The barber who is bald as blazes can’t sell me tonic for my hair, and all his fine and ringing phrases strike me as merely heated air. The tailor who is looking shabby can’t sell me clothes, howe’er he tries; his eloquence seems vain and flabby, his course of conduct is not wise.
The jeweler, whose watch is gaining, or losing, seven hours a day, might spend a week or two explaining his wondrous skill—I’d go my way.
If I were selling battle-axes, I’d see my own the best in town, as slick and clean and smooth as wax is, a thing of fair and wide renown.

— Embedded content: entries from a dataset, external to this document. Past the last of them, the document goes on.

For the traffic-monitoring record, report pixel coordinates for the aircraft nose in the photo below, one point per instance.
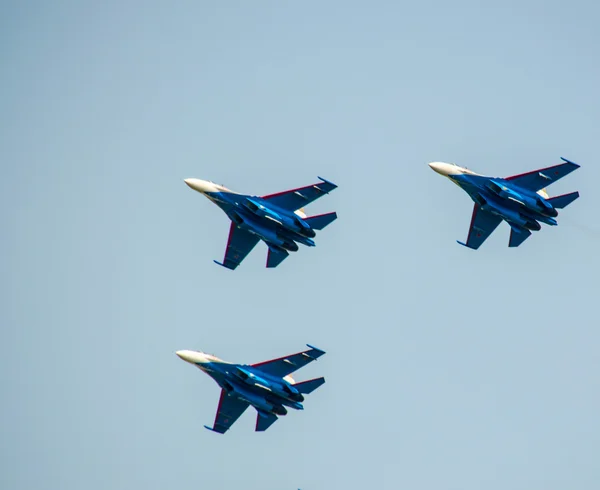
(435, 166)
(184, 355)
(200, 185)
(439, 167)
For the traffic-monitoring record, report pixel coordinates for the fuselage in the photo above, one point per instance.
(280, 229)
(521, 208)
(266, 393)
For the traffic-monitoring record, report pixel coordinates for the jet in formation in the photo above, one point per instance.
(267, 386)
(277, 219)
(520, 200)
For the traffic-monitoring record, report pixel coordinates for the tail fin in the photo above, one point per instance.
(543, 193)
(321, 221)
(309, 386)
(563, 201)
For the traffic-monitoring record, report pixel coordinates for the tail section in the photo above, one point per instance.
(563, 201)
(518, 237)
(276, 257)
(309, 386)
(321, 221)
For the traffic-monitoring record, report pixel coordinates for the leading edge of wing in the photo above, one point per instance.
(228, 411)
(295, 199)
(282, 366)
(239, 244)
(482, 226)
(543, 177)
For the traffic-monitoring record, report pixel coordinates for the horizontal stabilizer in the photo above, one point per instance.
(275, 257)
(321, 221)
(516, 238)
(309, 386)
(264, 421)
(563, 201)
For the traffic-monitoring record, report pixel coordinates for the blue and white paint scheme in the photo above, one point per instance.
(277, 219)
(520, 200)
(267, 386)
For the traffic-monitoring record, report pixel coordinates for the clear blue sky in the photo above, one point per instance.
(445, 368)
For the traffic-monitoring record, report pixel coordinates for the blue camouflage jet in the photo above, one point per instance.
(267, 386)
(277, 219)
(520, 200)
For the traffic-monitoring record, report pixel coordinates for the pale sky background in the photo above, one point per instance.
(446, 368)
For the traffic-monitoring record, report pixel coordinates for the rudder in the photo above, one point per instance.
(309, 386)
(560, 202)
(320, 221)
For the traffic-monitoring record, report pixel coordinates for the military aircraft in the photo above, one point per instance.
(267, 386)
(520, 200)
(277, 219)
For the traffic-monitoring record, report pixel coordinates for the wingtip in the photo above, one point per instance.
(326, 181)
(222, 265)
(464, 244)
(569, 161)
(315, 348)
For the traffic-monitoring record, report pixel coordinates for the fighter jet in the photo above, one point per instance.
(277, 219)
(520, 200)
(267, 386)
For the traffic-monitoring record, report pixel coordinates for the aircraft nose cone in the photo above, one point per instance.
(184, 355)
(435, 166)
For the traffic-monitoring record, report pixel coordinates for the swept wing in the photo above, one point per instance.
(239, 245)
(286, 365)
(483, 223)
(538, 179)
(229, 410)
(295, 199)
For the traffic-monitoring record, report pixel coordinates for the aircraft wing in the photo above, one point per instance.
(538, 179)
(287, 365)
(483, 223)
(517, 238)
(263, 422)
(239, 244)
(229, 410)
(295, 199)
(276, 257)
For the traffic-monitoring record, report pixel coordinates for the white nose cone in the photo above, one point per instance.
(187, 355)
(444, 169)
(200, 185)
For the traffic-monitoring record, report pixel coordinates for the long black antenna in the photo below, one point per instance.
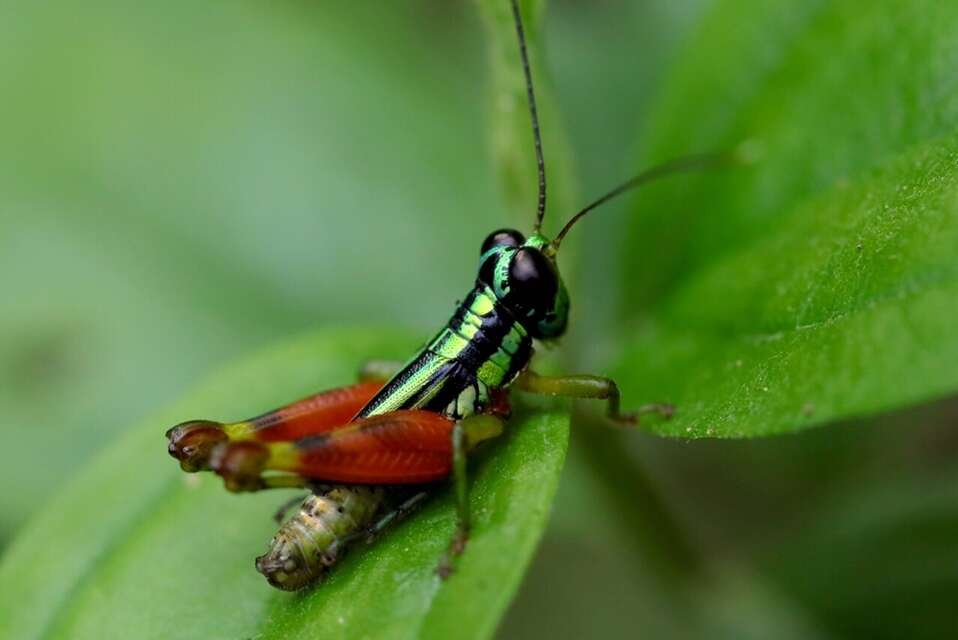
(670, 167)
(540, 161)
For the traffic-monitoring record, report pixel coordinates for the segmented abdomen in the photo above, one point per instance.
(312, 540)
(482, 348)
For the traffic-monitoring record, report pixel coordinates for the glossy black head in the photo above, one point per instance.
(524, 278)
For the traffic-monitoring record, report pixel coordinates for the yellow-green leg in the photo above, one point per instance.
(465, 435)
(588, 387)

One lumber man is always telling what kind of homes the folks should build, and he lives in a rocky dwelling, with bargain counter fixtures filled. And men who listen to his spieling remark, “Why don’t you build, yourself? Your home is punk, from floor to ceiling, from kitchen sink to pantry shelf.”

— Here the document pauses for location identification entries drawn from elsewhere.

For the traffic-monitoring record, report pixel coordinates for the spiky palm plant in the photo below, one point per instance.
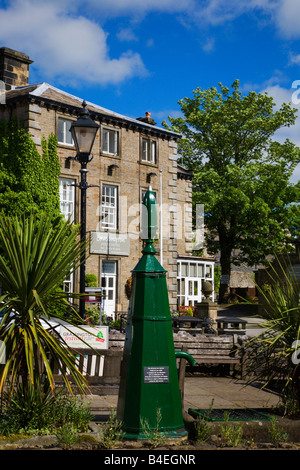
(273, 353)
(36, 255)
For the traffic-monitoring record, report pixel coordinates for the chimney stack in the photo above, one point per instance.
(148, 119)
(14, 68)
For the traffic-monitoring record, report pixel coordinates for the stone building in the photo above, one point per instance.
(128, 156)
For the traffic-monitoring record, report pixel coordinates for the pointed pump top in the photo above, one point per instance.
(149, 220)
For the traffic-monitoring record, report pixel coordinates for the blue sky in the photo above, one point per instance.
(133, 56)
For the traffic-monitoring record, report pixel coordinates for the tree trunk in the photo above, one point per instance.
(225, 261)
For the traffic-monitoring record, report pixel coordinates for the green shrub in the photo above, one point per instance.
(38, 412)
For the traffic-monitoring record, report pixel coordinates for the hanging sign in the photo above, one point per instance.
(108, 243)
(96, 337)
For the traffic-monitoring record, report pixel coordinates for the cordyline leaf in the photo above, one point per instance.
(35, 258)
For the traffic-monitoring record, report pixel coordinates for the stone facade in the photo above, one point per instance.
(43, 110)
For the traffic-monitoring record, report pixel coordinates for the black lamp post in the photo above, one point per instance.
(83, 131)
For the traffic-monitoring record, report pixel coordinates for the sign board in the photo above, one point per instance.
(225, 279)
(93, 294)
(154, 375)
(94, 336)
(106, 243)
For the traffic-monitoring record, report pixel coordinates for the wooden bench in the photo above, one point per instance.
(208, 349)
(101, 368)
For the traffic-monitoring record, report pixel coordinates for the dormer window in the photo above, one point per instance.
(64, 135)
(110, 141)
(149, 151)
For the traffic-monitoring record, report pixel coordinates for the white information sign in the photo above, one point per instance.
(94, 336)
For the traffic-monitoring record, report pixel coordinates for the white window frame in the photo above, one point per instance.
(67, 197)
(63, 133)
(188, 271)
(109, 207)
(110, 141)
(149, 150)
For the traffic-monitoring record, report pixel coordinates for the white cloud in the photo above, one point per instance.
(65, 46)
(284, 95)
(287, 18)
(127, 34)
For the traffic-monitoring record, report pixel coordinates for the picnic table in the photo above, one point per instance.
(182, 320)
(231, 324)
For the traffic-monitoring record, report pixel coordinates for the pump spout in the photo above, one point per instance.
(186, 356)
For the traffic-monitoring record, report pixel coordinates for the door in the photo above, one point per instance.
(108, 283)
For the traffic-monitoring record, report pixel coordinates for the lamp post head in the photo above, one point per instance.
(84, 131)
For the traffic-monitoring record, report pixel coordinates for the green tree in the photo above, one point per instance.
(28, 181)
(36, 256)
(241, 175)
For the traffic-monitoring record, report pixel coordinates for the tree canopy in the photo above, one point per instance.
(28, 181)
(241, 174)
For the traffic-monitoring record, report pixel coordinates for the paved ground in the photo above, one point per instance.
(202, 392)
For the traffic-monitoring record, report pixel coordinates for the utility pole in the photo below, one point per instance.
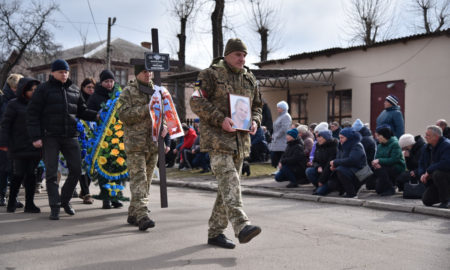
(108, 42)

The lumber man, more than all others, should show his faith in what he sells, should demonstrate, to men and brothers, that his own home is wearing bells. Then he can say to John and Alice, who think of putting up a home, “Come out and see my little palace, examine it, from porch to dome. Of goodly points it has a number, I think it good and up to date; it shows what one can do with lumber, if he has got his head on straight.”
The workman who is always fussing can’t ply for me the monkey wrench; the preacher who is always cussing can’t lead me to the mourner’s bench.
The lumberman whose home is rocky can’t tell me what I ought to build; though he be eloquent and talky, the force of all he says is killed.